Various researchers from American universities have discovered an attack method called EarSpy. This uses the phone’s accelerometer to decipher the words passing through the phone’s listening loudspeaker.
This second speaker is on the top edge of the phone // Source: Arnaud Gelineau for Aroged
This is news that is enough to raise an eyebrow or two. According to Security Week, researchers have managed to develop a security flaw that uses your phone’s top speaker, the one to hear the person you’re calling, to spy on you.
In a paper published on Christmas Eve, researchers from various American universities demonstrated that the phone’s accelerometer could capture the vibrations generated by the listening speaker. Their attack method is called EarSpy. If other studies had been able to use the main loudspeaker, this is a first, without any help from an external device.
Fewer permissions requested
This new attack can be particularly dangerous and effective in the sense that it does not require, unlike traditional malware, advanced permissions.
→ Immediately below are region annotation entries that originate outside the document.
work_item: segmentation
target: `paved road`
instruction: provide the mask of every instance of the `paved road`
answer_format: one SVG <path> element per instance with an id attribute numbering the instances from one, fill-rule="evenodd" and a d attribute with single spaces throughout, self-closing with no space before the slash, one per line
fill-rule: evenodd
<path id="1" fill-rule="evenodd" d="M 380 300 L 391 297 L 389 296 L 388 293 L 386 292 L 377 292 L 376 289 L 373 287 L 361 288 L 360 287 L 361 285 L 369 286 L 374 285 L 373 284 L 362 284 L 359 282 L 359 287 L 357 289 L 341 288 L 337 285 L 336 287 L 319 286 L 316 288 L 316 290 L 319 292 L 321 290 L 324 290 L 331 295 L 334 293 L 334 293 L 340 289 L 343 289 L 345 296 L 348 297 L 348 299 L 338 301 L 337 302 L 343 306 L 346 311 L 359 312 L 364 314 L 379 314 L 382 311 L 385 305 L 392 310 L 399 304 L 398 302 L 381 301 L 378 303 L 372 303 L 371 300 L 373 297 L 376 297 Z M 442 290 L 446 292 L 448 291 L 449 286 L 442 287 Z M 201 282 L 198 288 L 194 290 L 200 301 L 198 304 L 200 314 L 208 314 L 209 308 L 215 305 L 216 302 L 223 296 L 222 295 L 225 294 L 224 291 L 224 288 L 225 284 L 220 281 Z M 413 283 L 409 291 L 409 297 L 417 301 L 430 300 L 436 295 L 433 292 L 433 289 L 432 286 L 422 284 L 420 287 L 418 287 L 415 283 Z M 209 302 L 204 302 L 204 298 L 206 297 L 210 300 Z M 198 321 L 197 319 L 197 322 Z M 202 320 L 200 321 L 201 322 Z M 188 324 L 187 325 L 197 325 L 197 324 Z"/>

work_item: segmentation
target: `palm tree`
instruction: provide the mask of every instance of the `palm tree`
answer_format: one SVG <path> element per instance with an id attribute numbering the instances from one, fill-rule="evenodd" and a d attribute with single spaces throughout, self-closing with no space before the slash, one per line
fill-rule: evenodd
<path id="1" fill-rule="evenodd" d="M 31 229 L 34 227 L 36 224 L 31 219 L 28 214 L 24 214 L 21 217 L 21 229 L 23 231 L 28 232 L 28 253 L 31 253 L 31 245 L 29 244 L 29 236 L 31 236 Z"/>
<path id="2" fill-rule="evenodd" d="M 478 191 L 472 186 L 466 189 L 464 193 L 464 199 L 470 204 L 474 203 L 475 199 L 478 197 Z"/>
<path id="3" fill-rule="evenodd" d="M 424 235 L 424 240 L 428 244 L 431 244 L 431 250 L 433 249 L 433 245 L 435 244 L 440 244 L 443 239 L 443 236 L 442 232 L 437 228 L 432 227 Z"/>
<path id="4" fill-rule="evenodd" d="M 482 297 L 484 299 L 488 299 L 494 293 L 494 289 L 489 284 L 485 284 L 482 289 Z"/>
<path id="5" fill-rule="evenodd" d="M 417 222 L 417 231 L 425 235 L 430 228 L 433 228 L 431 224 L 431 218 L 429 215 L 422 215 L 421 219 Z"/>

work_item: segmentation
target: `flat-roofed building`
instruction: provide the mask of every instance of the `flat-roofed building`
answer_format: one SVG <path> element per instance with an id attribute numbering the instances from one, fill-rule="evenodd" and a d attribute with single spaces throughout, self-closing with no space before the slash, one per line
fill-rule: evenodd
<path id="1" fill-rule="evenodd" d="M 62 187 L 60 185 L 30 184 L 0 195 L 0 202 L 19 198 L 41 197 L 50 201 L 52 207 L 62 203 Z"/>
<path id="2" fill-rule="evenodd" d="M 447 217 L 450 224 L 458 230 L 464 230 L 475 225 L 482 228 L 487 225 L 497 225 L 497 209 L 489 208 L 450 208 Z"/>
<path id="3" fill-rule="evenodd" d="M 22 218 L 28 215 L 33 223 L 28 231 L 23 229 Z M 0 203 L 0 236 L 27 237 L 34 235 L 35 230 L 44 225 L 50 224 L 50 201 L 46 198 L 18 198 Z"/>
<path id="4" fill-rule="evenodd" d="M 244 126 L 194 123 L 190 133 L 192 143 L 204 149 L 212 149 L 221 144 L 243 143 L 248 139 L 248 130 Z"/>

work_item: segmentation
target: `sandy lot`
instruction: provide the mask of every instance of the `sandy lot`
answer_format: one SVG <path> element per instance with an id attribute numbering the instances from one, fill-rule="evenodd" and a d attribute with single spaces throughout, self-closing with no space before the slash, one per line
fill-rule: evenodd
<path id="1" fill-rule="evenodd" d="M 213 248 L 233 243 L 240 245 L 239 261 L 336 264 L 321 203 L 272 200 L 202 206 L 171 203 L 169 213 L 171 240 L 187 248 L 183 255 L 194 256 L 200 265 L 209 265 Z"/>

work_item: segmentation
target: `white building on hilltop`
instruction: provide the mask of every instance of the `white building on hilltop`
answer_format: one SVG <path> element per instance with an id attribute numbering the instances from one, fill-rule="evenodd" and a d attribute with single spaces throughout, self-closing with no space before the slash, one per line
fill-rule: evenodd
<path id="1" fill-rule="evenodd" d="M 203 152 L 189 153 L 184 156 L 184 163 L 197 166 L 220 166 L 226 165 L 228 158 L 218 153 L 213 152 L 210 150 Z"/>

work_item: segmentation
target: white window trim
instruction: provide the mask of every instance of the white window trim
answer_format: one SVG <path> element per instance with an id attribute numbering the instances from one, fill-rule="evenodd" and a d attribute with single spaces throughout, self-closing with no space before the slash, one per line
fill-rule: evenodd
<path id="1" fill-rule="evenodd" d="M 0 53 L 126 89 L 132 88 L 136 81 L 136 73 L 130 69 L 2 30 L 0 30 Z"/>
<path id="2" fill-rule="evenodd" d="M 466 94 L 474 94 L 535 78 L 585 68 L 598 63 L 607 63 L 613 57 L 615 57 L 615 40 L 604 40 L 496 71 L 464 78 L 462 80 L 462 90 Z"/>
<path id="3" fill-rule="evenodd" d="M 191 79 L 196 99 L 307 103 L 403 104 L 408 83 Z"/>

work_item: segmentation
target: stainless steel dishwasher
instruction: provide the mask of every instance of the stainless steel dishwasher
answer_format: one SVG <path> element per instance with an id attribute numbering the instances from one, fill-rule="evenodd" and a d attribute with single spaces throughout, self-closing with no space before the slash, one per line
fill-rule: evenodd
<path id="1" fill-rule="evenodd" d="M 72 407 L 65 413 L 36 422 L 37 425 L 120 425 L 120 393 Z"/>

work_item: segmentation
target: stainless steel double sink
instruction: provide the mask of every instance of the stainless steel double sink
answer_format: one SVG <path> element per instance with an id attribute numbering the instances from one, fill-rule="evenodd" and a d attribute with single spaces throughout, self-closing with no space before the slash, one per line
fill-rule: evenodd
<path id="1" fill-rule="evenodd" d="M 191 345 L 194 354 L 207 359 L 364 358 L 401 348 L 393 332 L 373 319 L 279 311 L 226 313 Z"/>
Phone and app developers generally consider accelerometer vibration data to be raw, insensitive data, unaware that conversational content can be extracted from it.
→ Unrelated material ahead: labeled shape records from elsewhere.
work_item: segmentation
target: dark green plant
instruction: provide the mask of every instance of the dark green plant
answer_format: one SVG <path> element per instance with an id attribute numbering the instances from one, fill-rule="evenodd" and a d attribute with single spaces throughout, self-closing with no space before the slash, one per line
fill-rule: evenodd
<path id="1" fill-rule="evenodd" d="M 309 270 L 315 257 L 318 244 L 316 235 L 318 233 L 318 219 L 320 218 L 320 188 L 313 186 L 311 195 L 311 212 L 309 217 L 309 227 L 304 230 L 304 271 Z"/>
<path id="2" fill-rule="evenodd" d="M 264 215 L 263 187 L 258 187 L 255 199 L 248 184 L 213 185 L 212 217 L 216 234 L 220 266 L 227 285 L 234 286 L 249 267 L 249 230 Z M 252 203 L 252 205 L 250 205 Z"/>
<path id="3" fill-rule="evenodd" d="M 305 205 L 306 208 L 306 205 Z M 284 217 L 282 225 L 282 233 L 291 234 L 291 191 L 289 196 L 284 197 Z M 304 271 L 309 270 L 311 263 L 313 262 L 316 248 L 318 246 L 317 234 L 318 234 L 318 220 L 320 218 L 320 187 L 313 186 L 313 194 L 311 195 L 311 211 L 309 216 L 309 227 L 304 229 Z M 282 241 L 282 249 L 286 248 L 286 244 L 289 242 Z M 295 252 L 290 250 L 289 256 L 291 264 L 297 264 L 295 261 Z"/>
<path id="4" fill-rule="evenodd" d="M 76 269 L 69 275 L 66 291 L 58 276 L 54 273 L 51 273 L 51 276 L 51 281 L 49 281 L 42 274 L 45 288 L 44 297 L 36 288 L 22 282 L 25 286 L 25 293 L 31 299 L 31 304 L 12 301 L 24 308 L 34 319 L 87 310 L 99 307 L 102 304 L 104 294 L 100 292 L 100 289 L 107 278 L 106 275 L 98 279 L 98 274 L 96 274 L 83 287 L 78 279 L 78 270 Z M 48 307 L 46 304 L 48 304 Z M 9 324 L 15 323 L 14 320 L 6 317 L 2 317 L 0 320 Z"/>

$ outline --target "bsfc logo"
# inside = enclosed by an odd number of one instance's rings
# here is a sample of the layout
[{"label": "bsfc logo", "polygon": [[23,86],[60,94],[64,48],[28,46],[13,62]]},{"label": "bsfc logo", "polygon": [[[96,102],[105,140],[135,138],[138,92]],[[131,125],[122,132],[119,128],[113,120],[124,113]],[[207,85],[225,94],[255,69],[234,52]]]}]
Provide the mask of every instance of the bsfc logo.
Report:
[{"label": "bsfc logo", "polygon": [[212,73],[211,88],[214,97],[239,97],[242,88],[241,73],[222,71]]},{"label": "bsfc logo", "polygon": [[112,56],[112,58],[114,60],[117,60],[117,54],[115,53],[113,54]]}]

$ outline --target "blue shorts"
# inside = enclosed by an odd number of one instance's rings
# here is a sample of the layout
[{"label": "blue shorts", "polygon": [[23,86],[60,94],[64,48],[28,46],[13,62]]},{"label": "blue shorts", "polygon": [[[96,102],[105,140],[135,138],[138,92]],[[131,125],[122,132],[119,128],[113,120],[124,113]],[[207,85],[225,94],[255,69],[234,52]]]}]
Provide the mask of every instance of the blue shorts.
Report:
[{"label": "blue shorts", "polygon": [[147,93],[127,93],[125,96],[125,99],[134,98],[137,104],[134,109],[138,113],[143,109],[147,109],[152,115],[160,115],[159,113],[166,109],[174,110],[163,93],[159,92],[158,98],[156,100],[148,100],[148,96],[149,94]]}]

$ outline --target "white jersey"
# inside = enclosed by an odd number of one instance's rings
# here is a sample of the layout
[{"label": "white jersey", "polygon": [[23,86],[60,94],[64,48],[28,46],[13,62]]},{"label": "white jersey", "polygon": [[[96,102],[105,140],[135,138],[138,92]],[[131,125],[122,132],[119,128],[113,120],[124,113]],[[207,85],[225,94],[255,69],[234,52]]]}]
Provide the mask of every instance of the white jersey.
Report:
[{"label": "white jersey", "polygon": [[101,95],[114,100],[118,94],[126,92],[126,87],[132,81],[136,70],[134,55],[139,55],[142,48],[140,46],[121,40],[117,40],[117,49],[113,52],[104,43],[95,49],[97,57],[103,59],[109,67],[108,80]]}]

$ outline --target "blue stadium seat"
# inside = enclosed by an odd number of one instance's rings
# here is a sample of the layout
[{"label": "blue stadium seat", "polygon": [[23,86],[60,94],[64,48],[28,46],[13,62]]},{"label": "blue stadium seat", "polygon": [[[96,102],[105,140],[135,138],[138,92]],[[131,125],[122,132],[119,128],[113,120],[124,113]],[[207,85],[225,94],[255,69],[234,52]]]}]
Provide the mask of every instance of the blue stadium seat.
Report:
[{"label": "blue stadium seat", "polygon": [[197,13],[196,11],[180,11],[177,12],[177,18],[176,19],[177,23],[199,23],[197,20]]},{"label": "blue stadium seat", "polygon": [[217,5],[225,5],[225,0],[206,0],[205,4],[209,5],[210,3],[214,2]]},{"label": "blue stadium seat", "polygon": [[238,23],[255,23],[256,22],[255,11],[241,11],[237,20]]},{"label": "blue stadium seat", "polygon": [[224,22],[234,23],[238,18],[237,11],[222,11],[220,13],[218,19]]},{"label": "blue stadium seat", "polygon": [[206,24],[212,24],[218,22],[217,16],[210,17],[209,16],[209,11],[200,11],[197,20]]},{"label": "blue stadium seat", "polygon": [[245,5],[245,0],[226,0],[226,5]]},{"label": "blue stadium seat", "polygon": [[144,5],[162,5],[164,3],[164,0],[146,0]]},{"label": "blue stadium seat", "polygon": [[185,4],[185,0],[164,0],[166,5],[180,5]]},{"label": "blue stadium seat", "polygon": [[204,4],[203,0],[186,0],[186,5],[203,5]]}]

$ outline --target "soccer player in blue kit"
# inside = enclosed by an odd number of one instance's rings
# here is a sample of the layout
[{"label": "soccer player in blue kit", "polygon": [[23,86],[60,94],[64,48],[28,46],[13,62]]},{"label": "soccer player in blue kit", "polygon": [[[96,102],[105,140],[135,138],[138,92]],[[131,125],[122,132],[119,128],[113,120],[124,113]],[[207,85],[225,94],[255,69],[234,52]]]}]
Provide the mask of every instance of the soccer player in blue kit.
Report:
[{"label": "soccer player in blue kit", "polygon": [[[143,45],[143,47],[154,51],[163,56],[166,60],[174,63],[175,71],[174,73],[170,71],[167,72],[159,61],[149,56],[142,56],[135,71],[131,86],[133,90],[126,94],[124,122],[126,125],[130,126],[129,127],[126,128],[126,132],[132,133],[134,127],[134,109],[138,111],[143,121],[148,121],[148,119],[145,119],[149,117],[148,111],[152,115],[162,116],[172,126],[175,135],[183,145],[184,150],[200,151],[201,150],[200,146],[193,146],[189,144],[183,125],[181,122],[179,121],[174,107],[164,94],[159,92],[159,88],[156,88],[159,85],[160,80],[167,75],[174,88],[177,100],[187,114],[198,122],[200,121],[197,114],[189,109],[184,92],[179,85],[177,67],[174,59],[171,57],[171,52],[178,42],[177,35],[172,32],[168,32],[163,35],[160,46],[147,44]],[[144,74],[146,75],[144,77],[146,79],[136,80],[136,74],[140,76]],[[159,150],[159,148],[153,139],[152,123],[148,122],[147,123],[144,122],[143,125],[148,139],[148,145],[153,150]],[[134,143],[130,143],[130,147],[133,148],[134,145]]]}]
The researchers conducted their study on two smartphones, the OnePlus 7T and OnePlus 9, so this is a flaw that concerns Android and not iOS. Their findings lead them to believe that the latest generations of Android smartphones are more affected, since the progressive improvement of earphones makes capture easier.
A maddening precision on specific elements
It should be noted, however, that EarSpy, as sophisticated as it is, is not capable of extracting the content of a conversation in full. It is able to analyze the reverberation from the loudspeaker to the accelerometer by extracting “time-frequency domain characteristics and spectrograms”.
The analysis produced focuses on a few sensitive pieces of information: the gender, the identity of the person speaking at the end of the line and more broadly, speech recognition. For the first two elements, the precision is strong. 98% success in determining the gender and 92% in identifying the caller. On the other hand, for pure and hard voice recognition, the success rate drops to 56%, which is still quite high based on simple vibrations.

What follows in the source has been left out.